One of the disappointments to Viggers about her reception in Australia is that she has been marketed as a writer of “women’s fiction”.
“Over there my work is in the mass market, but is seen as literature,” she says.
“It’s a crossover between commercial literature and literary fiction… It hits the spot because it’s about the human condition and the baggage we inherit from past connections.
“It’s about courage and friendship and connections with the environment, in the end you can only be true to yourself.”
And it’s definitely not “chick lit”.
Writing, she says, is what comes out of you, so she writes about Australia, her love of landscape, (her husband David is a famous ecologist) and about the solace that can be found in nature.
“That is the substance of my work and any romance in my book is only as it connects to the larger story and a journey that the character is going on,” she says.
In “The Orchardist’s Daughter” there is no romance whatsoever.

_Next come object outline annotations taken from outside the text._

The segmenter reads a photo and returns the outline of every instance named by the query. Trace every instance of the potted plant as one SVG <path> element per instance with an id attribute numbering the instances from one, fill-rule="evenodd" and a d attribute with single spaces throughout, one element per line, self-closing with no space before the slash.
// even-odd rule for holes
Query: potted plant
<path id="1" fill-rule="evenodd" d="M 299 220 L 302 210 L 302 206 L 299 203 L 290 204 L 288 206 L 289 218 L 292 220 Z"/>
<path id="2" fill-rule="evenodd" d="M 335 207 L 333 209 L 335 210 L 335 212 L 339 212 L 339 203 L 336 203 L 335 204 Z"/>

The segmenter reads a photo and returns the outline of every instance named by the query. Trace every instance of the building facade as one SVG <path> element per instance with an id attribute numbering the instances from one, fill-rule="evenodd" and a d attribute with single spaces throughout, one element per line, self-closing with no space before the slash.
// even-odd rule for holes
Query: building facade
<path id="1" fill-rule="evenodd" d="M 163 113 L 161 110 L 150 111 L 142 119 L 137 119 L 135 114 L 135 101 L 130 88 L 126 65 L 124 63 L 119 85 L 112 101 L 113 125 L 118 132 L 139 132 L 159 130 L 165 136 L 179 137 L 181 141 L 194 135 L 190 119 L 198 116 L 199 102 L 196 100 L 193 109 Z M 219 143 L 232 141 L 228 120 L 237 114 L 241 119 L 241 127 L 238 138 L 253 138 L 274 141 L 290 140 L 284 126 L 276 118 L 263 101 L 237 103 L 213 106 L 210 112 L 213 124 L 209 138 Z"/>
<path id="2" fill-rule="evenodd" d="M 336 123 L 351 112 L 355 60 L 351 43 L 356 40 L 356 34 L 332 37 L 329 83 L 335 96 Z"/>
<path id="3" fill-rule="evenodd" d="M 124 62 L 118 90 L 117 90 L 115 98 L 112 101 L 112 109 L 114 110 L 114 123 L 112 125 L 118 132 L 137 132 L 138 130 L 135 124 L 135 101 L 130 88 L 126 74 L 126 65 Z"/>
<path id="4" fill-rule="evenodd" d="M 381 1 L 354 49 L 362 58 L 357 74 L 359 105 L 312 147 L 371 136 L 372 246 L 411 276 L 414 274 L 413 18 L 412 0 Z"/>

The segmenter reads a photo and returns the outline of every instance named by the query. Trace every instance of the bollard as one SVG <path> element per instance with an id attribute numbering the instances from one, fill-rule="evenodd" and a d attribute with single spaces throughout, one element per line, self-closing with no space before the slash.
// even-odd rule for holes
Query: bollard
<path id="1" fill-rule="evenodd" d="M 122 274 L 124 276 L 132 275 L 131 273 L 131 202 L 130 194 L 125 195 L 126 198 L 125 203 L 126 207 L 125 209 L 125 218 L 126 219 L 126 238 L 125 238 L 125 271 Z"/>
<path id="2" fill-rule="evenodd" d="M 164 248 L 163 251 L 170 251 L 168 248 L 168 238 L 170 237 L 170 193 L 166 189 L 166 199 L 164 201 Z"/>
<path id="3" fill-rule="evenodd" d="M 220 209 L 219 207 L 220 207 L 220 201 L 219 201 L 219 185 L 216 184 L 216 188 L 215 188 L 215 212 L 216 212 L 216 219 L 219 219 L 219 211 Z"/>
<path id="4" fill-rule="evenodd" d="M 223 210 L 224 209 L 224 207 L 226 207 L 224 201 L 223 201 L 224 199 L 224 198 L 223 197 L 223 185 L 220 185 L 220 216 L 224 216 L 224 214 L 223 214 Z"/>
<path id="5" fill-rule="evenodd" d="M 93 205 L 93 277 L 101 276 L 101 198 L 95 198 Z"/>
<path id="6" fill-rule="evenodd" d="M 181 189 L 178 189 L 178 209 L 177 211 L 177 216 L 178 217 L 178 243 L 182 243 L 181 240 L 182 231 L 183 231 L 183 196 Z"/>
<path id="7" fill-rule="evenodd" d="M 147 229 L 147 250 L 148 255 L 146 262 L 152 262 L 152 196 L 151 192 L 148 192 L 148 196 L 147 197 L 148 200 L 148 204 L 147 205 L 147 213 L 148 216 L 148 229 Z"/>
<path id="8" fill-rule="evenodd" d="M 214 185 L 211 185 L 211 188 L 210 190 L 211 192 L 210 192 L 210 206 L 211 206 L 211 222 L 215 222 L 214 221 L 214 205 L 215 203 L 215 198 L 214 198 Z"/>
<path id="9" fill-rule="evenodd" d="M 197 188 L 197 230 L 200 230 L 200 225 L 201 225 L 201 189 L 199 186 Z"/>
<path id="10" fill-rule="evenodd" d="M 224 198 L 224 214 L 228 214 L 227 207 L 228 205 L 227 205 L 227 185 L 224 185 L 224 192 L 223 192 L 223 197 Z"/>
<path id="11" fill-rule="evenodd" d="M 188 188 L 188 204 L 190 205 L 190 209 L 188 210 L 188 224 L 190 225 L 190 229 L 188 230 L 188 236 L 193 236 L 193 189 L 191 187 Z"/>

It’s due out in February 2019 and when “CityNews” speaks to Viggers, she’s just sent the final copy and is waiting for the next stage. Set in the forests of Tasmania, it’s about two outsiders, Leon and Mikaela, who come in to a logging town in rural Tasmania.
Mikaela, who works in a take-away shop, has been brought up in a religious, controlling family which strives to keep her under their control in the familial tradition of protecting females.
The other outsider, the ranger Leon, was a secondary character in her earlier novel, “The Lightkeeper’s Wife”.
“He was an unplanned character who popped up and ended up with a life of his own, I wanted to follow him to the next stage, leaving Bruny Island and trying to establish himself,” she says.
“It’s been great following him and the other characters, but there’s no romantic entanglement, he is able to help the girl.”
She won’t name the actual town where she did her research, but says: “You have to spend time in the region, to understand the history of logging and it’s really important getting a feel for place, which is what I’m about.”
Like any writer with children, Viggers has to create silence and space to write, so she tries to work solidly for four days a week. One thing she does is to disconnect the internet, simply unplug it from the wall so that there is no temptation to stray. And she has a little fluffy dog who sits with her when she writes.
“I can be really disciplined, as soon as the kids leave for school, I’m into it,” she says. She likes be in contact with other writers, so may attends occasional workshops.
“You can get locked into your own perspective,” she says.
But she probably won’t be taking on larger tasks as she did a couple of years ago when she helped organise the Snowy Mountains Readers Writers Festival, of which she was patron.
“I probably took on more than I should have,” she says, “but it’s a wonderful little festival.”
There are a few ideas in her head about her next novel, but she needs a bit of a break. Before February 2019 of course there will be the process of translation, but that is handled by the French publisher.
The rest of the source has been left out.